The phase 2 trial, investigators enrolled a total of 157 patients with relapsed/refractory multiple myeloma who had received 2 or more prior lines of therapy, were exposed to an immunomodulatory drug and a proteasome inhibitor, and were refractory to pomalidomide (Pomalyst) and/or daratumumab (Darzalex). Participants had triple-class refractory disease and/or EMD and/or high-risk cytogenetic features. To be eligible for enrollment, patients had to have had an ECOG performance status of 0 to 2. Notably, Ninety-seven of the patients enrolled had triple-class refractory disease and had received at least 4 previous lines of treatment.
Study participants were given 40 mg of melphalan flufenamide on day 1 plus 40 mg of dexamethasone on days 1, 8, and 15. However, patients who were 75 years of age or older were given 20 mg of dexamethasone instead. Treatment was administered in 28-day cycles until either progressive disease or unacceptable toxicity.

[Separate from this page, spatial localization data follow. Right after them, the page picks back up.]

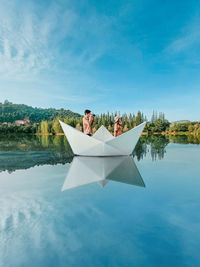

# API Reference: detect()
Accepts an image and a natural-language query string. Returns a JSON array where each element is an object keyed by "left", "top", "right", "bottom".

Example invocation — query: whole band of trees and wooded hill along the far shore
[{"left": 0, "top": 100, "right": 200, "bottom": 140}]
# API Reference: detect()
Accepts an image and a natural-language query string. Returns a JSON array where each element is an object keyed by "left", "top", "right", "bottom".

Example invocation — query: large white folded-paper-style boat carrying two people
[{"left": 60, "top": 121, "right": 146, "bottom": 156}]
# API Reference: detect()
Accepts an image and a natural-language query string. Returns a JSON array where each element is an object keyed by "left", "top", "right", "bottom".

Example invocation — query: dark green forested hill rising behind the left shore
[{"left": 0, "top": 100, "right": 81, "bottom": 123}]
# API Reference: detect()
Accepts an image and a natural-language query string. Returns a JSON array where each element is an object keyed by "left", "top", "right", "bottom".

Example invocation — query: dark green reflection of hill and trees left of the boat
[{"left": 0, "top": 134, "right": 73, "bottom": 172}]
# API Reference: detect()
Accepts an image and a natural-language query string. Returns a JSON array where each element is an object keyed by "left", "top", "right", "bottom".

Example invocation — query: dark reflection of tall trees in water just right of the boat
[{"left": 134, "top": 135, "right": 169, "bottom": 160}]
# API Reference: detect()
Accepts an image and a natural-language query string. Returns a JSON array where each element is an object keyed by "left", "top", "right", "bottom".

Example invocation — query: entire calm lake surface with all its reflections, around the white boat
[{"left": 0, "top": 136, "right": 200, "bottom": 267}]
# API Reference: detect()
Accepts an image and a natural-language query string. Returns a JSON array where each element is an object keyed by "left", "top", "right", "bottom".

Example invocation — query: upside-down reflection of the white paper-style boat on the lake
[{"left": 62, "top": 156, "right": 145, "bottom": 191}]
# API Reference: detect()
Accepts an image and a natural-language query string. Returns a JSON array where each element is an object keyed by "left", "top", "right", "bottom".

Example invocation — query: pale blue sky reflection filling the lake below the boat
[{"left": 0, "top": 144, "right": 200, "bottom": 266}]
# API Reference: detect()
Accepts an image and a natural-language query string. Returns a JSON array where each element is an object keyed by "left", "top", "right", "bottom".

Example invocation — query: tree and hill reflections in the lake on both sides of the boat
[{"left": 0, "top": 134, "right": 200, "bottom": 172}]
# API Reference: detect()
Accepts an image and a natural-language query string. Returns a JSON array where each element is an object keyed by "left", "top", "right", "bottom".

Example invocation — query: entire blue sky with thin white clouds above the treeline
[{"left": 0, "top": 0, "right": 200, "bottom": 121}]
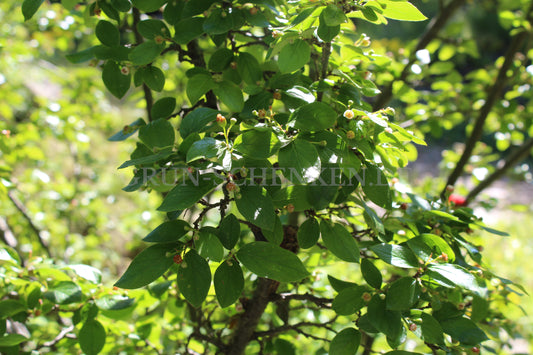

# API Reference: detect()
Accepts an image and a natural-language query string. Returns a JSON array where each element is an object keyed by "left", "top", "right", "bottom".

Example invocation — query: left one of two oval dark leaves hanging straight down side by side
[{"left": 178, "top": 250, "right": 211, "bottom": 307}]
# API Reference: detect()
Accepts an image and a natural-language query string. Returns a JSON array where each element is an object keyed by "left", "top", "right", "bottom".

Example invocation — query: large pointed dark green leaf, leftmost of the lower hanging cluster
[{"left": 114, "top": 244, "right": 174, "bottom": 289}]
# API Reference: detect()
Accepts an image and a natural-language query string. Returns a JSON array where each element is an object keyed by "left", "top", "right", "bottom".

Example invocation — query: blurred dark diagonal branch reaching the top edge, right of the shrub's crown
[{"left": 372, "top": 0, "right": 465, "bottom": 111}]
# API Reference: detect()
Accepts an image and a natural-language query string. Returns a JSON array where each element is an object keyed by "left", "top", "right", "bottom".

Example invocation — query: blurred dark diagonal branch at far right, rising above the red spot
[{"left": 441, "top": 31, "right": 529, "bottom": 196}]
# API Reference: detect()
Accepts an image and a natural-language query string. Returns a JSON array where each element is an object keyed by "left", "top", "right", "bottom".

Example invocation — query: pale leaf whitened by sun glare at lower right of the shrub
[{"left": 425, "top": 264, "right": 487, "bottom": 297}]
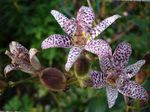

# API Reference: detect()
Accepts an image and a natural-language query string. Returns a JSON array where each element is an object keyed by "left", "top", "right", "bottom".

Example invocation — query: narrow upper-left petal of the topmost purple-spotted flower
[{"left": 51, "top": 10, "right": 76, "bottom": 36}]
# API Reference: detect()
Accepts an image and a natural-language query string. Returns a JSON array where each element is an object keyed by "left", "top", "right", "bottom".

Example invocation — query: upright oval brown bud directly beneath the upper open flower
[{"left": 74, "top": 55, "right": 90, "bottom": 77}]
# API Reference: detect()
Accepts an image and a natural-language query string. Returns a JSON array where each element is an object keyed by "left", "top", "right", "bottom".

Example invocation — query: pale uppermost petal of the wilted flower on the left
[{"left": 9, "top": 41, "right": 28, "bottom": 56}]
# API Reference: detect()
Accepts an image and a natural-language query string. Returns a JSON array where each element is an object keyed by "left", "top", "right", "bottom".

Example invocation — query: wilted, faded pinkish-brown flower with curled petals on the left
[{"left": 4, "top": 41, "right": 41, "bottom": 74}]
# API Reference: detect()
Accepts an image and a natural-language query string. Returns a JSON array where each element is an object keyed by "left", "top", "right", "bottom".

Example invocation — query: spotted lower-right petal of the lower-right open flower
[{"left": 118, "top": 81, "right": 148, "bottom": 100}]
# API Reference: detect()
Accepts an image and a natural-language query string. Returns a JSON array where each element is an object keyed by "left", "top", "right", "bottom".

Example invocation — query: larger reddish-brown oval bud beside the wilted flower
[{"left": 40, "top": 68, "right": 66, "bottom": 91}]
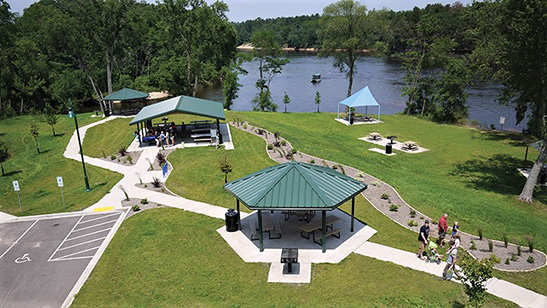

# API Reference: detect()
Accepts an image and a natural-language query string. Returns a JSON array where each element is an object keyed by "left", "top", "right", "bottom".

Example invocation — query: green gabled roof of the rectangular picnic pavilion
[{"left": 129, "top": 95, "right": 226, "bottom": 125}]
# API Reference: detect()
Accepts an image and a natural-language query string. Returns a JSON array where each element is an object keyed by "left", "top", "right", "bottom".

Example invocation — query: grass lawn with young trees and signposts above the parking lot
[{"left": 0, "top": 114, "right": 122, "bottom": 215}]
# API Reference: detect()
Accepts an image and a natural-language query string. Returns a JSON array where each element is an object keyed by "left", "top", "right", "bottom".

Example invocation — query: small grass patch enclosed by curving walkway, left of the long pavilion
[{"left": 83, "top": 118, "right": 137, "bottom": 157}]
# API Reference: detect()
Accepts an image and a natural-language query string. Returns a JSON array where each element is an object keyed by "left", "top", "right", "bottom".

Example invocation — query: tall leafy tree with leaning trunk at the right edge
[{"left": 472, "top": 0, "right": 547, "bottom": 202}]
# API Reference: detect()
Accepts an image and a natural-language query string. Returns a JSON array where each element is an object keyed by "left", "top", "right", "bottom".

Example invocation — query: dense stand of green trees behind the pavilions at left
[{"left": 0, "top": 0, "right": 236, "bottom": 115}]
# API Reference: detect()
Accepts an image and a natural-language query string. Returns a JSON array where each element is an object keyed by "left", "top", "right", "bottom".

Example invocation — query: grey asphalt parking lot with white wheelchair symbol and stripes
[{"left": 0, "top": 211, "right": 123, "bottom": 308}]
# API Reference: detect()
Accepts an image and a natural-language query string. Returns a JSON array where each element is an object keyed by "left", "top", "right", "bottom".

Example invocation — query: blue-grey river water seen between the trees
[{"left": 199, "top": 52, "right": 525, "bottom": 130}]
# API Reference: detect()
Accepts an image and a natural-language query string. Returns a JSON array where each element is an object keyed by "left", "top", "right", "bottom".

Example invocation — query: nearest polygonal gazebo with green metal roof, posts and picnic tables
[{"left": 224, "top": 161, "right": 367, "bottom": 252}]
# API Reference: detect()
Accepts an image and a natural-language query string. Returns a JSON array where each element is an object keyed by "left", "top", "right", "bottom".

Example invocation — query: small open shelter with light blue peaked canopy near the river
[{"left": 336, "top": 86, "right": 380, "bottom": 125}]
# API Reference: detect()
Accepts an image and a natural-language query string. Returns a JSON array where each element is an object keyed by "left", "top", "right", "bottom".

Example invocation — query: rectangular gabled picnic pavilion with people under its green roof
[{"left": 129, "top": 95, "right": 229, "bottom": 145}]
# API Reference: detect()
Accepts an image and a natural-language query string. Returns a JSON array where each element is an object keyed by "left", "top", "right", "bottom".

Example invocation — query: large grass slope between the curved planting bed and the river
[{"left": 237, "top": 112, "right": 547, "bottom": 251}]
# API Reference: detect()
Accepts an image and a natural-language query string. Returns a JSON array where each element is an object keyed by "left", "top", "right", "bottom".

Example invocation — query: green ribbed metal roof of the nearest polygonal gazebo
[{"left": 224, "top": 162, "right": 367, "bottom": 210}]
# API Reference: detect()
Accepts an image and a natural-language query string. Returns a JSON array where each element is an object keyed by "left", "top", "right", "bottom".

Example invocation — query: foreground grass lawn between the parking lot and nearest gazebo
[{"left": 73, "top": 208, "right": 514, "bottom": 307}]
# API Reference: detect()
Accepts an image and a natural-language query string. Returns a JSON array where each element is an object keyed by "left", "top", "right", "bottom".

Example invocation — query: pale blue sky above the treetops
[{"left": 8, "top": 0, "right": 472, "bottom": 21}]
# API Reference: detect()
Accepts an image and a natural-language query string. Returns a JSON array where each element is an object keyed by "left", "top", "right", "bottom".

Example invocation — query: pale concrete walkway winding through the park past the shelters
[{"left": 9, "top": 117, "right": 547, "bottom": 307}]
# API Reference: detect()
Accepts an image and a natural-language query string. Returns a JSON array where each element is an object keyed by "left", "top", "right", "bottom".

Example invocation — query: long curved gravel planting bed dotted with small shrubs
[{"left": 230, "top": 121, "right": 547, "bottom": 272}]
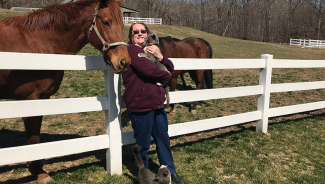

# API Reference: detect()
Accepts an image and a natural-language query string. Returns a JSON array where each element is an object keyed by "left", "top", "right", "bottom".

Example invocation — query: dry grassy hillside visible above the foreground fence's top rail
[{"left": 0, "top": 9, "right": 325, "bottom": 59}]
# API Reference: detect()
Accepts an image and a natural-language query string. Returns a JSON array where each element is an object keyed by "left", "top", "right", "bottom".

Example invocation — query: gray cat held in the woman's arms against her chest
[{"left": 138, "top": 33, "right": 169, "bottom": 107}]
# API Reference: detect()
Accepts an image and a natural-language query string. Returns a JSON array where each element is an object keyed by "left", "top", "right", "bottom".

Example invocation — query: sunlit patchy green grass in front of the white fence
[{"left": 17, "top": 116, "right": 325, "bottom": 184}]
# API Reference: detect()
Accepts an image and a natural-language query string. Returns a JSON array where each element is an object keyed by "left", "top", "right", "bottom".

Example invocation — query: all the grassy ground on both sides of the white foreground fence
[{"left": 0, "top": 9, "right": 325, "bottom": 184}]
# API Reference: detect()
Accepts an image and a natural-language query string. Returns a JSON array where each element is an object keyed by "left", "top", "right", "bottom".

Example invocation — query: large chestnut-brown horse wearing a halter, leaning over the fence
[{"left": 0, "top": 0, "right": 131, "bottom": 183}]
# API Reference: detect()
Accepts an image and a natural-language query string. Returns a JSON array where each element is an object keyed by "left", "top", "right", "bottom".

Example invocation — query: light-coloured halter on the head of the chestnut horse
[{"left": 88, "top": 4, "right": 127, "bottom": 66}]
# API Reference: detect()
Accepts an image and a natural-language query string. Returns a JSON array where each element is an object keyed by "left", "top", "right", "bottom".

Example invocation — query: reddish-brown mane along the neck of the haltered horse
[{"left": 3, "top": 0, "right": 98, "bottom": 31}]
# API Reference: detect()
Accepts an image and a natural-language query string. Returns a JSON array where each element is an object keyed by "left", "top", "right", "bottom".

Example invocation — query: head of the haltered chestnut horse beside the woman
[{"left": 88, "top": 0, "right": 131, "bottom": 74}]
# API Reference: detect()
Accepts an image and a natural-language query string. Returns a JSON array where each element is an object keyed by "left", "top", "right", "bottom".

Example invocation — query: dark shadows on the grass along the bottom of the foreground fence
[{"left": 0, "top": 112, "right": 325, "bottom": 184}]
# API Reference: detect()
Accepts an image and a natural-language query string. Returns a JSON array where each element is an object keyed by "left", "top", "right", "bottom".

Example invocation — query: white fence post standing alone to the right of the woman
[{"left": 256, "top": 54, "right": 273, "bottom": 133}]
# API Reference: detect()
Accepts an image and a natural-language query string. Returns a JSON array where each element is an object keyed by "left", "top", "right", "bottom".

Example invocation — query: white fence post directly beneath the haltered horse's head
[{"left": 105, "top": 67, "right": 122, "bottom": 175}]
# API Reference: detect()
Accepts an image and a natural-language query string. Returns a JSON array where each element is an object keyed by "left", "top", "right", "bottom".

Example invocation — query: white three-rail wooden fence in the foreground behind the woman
[{"left": 0, "top": 52, "right": 325, "bottom": 174}]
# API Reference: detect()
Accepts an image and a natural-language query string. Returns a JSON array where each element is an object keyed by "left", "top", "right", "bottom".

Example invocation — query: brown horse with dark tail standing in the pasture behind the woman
[{"left": 159, "top": 36, "right": 213, "bottom": 113}]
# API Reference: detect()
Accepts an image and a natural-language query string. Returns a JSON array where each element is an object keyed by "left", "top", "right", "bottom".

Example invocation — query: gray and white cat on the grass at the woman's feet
[{"left": 132, "top": 145, "right": 171, "bottom": 184}]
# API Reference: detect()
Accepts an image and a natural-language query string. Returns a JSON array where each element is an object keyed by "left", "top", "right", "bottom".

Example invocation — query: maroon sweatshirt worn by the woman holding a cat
[{"left": 122, "top": 44, "right": 174, "bottom": 112}]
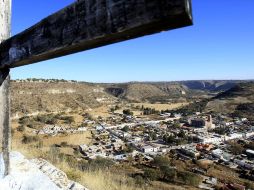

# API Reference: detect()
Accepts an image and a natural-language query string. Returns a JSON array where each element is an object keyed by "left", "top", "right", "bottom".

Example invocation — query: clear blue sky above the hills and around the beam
[{"left": 9, "top": 0, "right": 254, "bottom": 82}]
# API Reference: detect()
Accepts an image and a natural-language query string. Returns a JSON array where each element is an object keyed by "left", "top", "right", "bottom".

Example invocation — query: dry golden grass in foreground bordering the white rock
[{"left": 12, "top": 139, "right": 142, "bottom": 190}]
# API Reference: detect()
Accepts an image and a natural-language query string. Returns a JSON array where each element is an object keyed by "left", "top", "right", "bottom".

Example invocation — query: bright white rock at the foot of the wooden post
[{"left": 0, "top": 152, "right": 88, "bottom": 190}]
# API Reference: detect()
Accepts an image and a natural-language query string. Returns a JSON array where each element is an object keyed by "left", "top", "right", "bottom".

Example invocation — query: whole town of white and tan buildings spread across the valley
[{"left": 23, "top": 106, "right": 254, "bottom": 189}]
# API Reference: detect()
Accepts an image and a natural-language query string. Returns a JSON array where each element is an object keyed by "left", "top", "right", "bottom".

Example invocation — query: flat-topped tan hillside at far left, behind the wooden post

The primary end point of the trial was ORR, while secondary end points included clinical benefit rate, progression-free survival (PFS), overall survival (OS), DOR, time to response, time to progression, time to next treatment, safety, and health-related quality of life.
Data from the trial presented during the 2020 European Hematology Association Annual Meeting showed that among participants who experienced responses with the combination, the median PFS was 8.5 months (95% CI, 5.4-13.4) in the intent-to-treat population, whereas it was 8.5 months (95% CI, 5.3-13.4) and 17.3 months (95% CI, 5.3–not evaluable) in those with triple-class refractory disease and those with EMD, respectively.2
Additionally, the median OS in the ITT population was 11.6 months (95% CI, 9.3-15.4) vs 11.2 months (95% CI, 7.7-13.2) and 6.5 months (95% CI, 5.1-9.7) in the triple-class refractory and EMD subgroups, respectively.
The most frequently reported grade 3 or 4 toxicities with the doublet included neutropenia (79%), thrombocytopenia (76%), and anemia (43%). The most commonly experienced non-hematologic toxicity that was grade 3 or 4 in severity was pneumonia (10%).
“Moving ahead, our focus is to further advance [melphalan flufenamide]. We look forward to receiving top-line data from the phase 3 OCEAN study in relapsed/refractory multiple myeloma, in the second quarter," added Duvall. "The comparative study with pomalidomide, is designed to support a future supplementary new drug application to expand the label”.